A recent report reckoned that the UK is near saturation point when it comes to coffee shops. Short of opening one on every corner and despite the fact that they always seem to be crowded, the theory is we won’t need any more within three years. However this means that the sector will have to evolve. They could get bigger- how long before they start calling them Coffee Hubs? Just as some fast food outlets have hundreds of seats, perhaps some coffee shops will grow in a similar way.
One curious aspect of the boon in coffee shops in the UK has been that it coincided with the economic recession and subsequent government imposed austerity. Surely such conditions would be see expensive drinks in decline because in other retail areas people have flocked to value whether its supermarkets like Lidl or retailers like Primark. Yet this is one sector where the opposite has happened. Whereas twenty years ago most people would either have a coffee before going out or grab a takeaway drink, now they are quite willing to spend at least £2.50 on one drink. Some research in 2016 put this down to a generational led shift where Millennials are less concerned about the price of the coffee than the experience of the place where they drink it.
The future then may well see coffee shops expanding their range to ensure customers don’t become bored of the same menu. You might imagine there are no more types of coffee than those already served but there probably are. Some chains have already begun to try so called `artisan` variants and there are an astonishing number of different types of coffee you may not even have heard of. For example Café Cubana is an espresso with demerara sugar added, Turkish Coffee uses fine ground coffee immersed in water, a Guillermo is two shots of hot espresso poured over lemon slices and served with ice.
There is a Vietnemese coffee called Cha phe sua da which mixes black coffee with a half of sweetened condensed milk and poured over ice. That country also originated the slightly less appealing sounding Egg Coffee in which egg yolks, sugar and condensed milk are added to Robusta coffee. You could have a Liqueur Coffee which is brewed with a 25ml shot of liqueur. Espresso con panna is coffee made with whipped cream. Indonesian Kopi Tubruk uses boiled coarse ground coffee with sugar.
A lot of the smaller shops are still operating a model based on a select clientele – often business people- taking time over a coffee while tapping away on a device or having causal meetings away from the office. However there are just as many customers who would like to sit in but eat something and not take too long about it. Food is definitely an area where the shops could expand. In some ways their offer currently resembles what pubs used to do when it came to food, viewing it as a very distant second to the drinks. Nowadays you can get good meals in pubs which you never used to be able to whereas coffee chains seem to offer the same range of either sandwiches or paninis plus a selection of unhealthy looking cakes and buns. The dividing line between a coffee shop and a café could blur in years to come with coffee shops offering a wider range of eats. They’ll never go the whole way and offer meals because they don’t need to but more choice (apart from adding `pigs in blankets` during December) would add to their appeal.
It’s not just the items on sale or the design of the shops that is changing. The way we order is beginning to go through a revolution too.

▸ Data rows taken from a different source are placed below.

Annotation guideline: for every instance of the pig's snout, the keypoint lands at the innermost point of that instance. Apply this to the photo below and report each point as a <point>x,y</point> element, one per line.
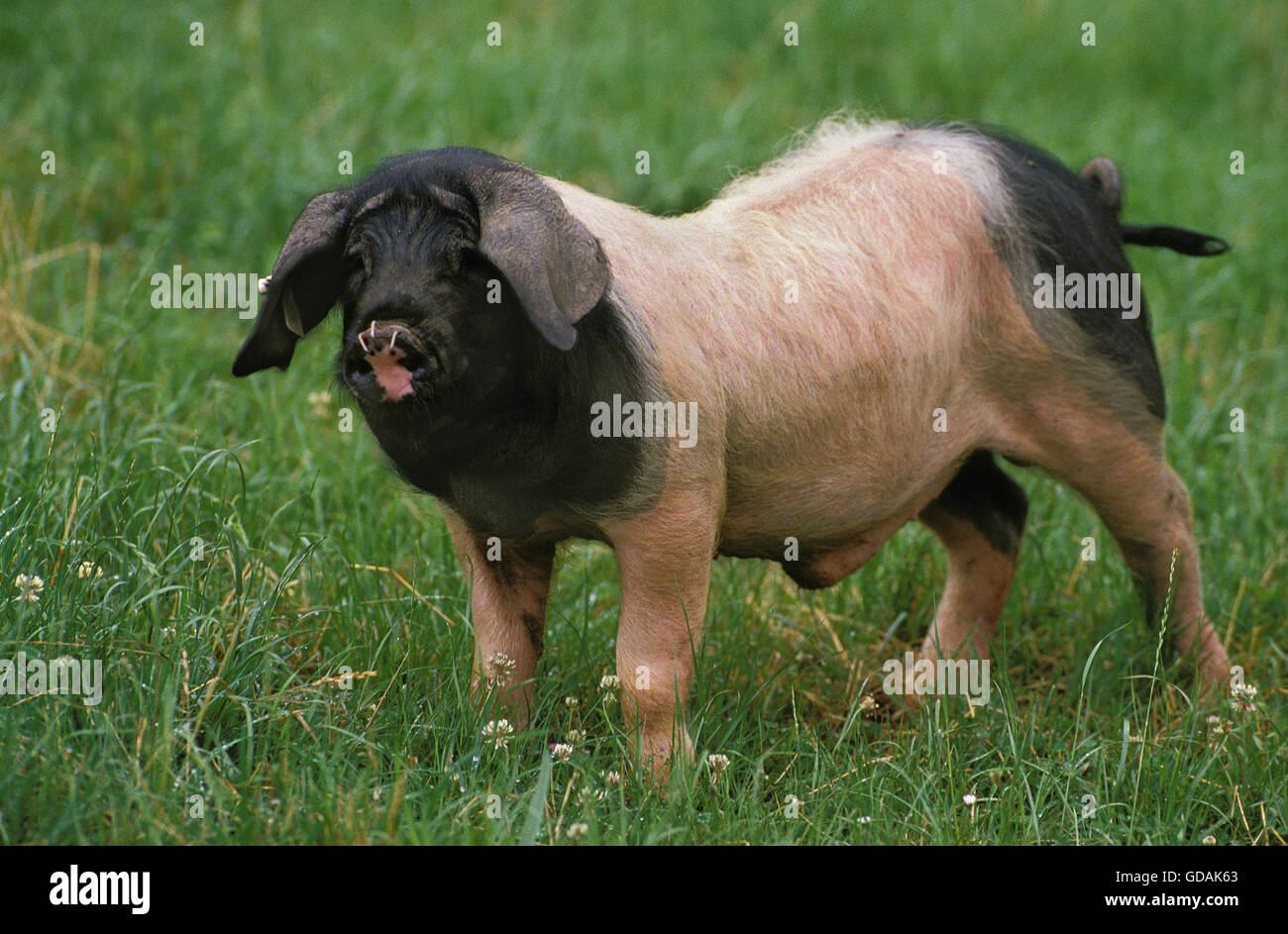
<point>386,363</point>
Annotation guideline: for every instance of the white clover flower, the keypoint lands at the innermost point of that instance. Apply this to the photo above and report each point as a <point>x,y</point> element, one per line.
<point>1244,698</point>
<point>30,587</point>
<point>498,669</point>
<point>498,732</point>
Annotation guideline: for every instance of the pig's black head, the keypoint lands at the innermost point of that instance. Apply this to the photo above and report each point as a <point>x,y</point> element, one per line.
<point>447,264</point>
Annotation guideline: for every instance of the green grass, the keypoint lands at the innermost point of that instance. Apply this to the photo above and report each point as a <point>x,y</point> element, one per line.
<point>316,557</point>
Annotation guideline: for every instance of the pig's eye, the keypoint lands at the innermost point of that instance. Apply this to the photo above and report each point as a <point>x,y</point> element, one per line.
<point>357,264</point>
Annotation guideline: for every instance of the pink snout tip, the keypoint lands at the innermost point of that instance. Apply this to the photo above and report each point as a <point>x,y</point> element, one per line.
<point>394,379</point>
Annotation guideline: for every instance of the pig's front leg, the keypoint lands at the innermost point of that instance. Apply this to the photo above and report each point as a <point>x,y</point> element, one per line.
<point>665,562</point>
<point>509,585</point>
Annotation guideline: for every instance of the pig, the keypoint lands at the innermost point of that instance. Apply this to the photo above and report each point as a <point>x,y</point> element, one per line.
<point>853,333</point>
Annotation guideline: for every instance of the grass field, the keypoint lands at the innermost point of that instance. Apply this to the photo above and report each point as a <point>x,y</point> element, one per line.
<point>250,548</point>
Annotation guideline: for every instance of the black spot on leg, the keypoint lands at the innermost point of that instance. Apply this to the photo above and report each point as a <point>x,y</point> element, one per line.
<point>536,631</point>
<point>984,496</point>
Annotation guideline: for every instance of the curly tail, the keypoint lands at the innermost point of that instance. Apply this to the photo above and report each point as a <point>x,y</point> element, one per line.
<point>1104,175</point>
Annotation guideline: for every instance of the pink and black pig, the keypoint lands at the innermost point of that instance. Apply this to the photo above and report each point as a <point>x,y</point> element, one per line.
<point>836,346</point>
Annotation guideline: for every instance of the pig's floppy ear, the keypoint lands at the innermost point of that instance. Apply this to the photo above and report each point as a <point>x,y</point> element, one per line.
<point>554,264</point>
<point>304,285</point>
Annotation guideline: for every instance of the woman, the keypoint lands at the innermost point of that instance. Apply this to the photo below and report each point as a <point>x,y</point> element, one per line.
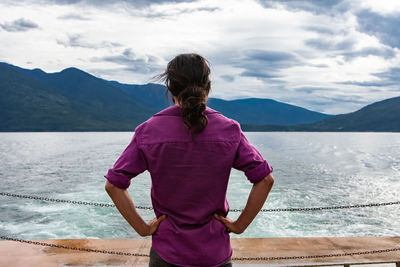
<point>189,150</point>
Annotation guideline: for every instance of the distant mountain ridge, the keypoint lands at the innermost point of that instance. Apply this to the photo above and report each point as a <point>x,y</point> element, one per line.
<point>74,100</point>
<point>382,116</point>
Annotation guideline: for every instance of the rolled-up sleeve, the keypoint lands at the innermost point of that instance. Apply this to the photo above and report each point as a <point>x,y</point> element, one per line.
<point>130,164</point>
<point>250,161</point>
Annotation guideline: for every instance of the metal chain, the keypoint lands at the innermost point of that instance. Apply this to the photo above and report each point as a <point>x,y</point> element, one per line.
<point>75,248</point>
<point>232,210</point>
<point>68,201</point>
<point>234,258</point>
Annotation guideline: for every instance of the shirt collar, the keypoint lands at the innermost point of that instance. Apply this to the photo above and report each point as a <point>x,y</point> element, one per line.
<point>175,110</point>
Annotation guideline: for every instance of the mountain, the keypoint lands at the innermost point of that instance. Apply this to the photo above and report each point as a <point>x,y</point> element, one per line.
<point>70,100</point>
<point>382,116</point>
<point>74,100</point>
<point>249,110</point>
<point>257,111</point>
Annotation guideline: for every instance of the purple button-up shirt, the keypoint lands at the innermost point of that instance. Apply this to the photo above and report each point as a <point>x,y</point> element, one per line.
<point>189,182</point>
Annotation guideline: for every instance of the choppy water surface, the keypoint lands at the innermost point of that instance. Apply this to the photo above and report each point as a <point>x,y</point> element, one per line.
<point>310,170</point>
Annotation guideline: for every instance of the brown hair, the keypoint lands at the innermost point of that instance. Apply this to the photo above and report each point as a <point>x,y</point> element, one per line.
<point>187,78</point>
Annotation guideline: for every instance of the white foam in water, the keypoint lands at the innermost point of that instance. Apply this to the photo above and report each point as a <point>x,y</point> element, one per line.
<point>310,170</point>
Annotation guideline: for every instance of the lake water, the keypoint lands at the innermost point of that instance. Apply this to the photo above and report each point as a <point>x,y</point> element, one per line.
<point>310,170</point>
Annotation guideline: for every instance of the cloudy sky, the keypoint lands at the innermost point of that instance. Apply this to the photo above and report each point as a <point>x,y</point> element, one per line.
<point>332,56</point>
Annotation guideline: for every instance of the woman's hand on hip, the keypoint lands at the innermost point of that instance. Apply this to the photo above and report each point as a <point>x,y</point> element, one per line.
<point>152,226</point>
<point>232,226</point>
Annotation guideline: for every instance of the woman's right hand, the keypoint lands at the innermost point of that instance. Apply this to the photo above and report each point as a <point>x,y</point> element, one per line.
<point>232,226</point>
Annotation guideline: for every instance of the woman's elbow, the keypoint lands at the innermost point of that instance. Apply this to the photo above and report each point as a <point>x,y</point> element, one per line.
<point>109,186</point>
<point>269,180</point>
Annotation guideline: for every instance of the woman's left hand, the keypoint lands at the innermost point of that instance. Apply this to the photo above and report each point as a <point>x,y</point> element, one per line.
<point>152,226</point>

In the US Starbucks have already been experimenting with remote ordering so that you can order your coffee several minutes before you arrive at the shop meaning avoiding those lengthy queues that can build up. It may be that shops have two areas- one for pre- paid orders, the other for the current method of queuing, ordering and paying.
It is even possible that the Barista’s operation could itself be automated in the future. This would hopefully not happen but when you consider how automated service is gaining use in various sectors it has surely been considered. After all think how you could have a machine that can make three drinks at once. As the shops seem to lumber all the coffee making on one person while four others serve this may be the answer. Whatever happens it seems as if we’ll be drinking in coffee shops for the foreseeable future.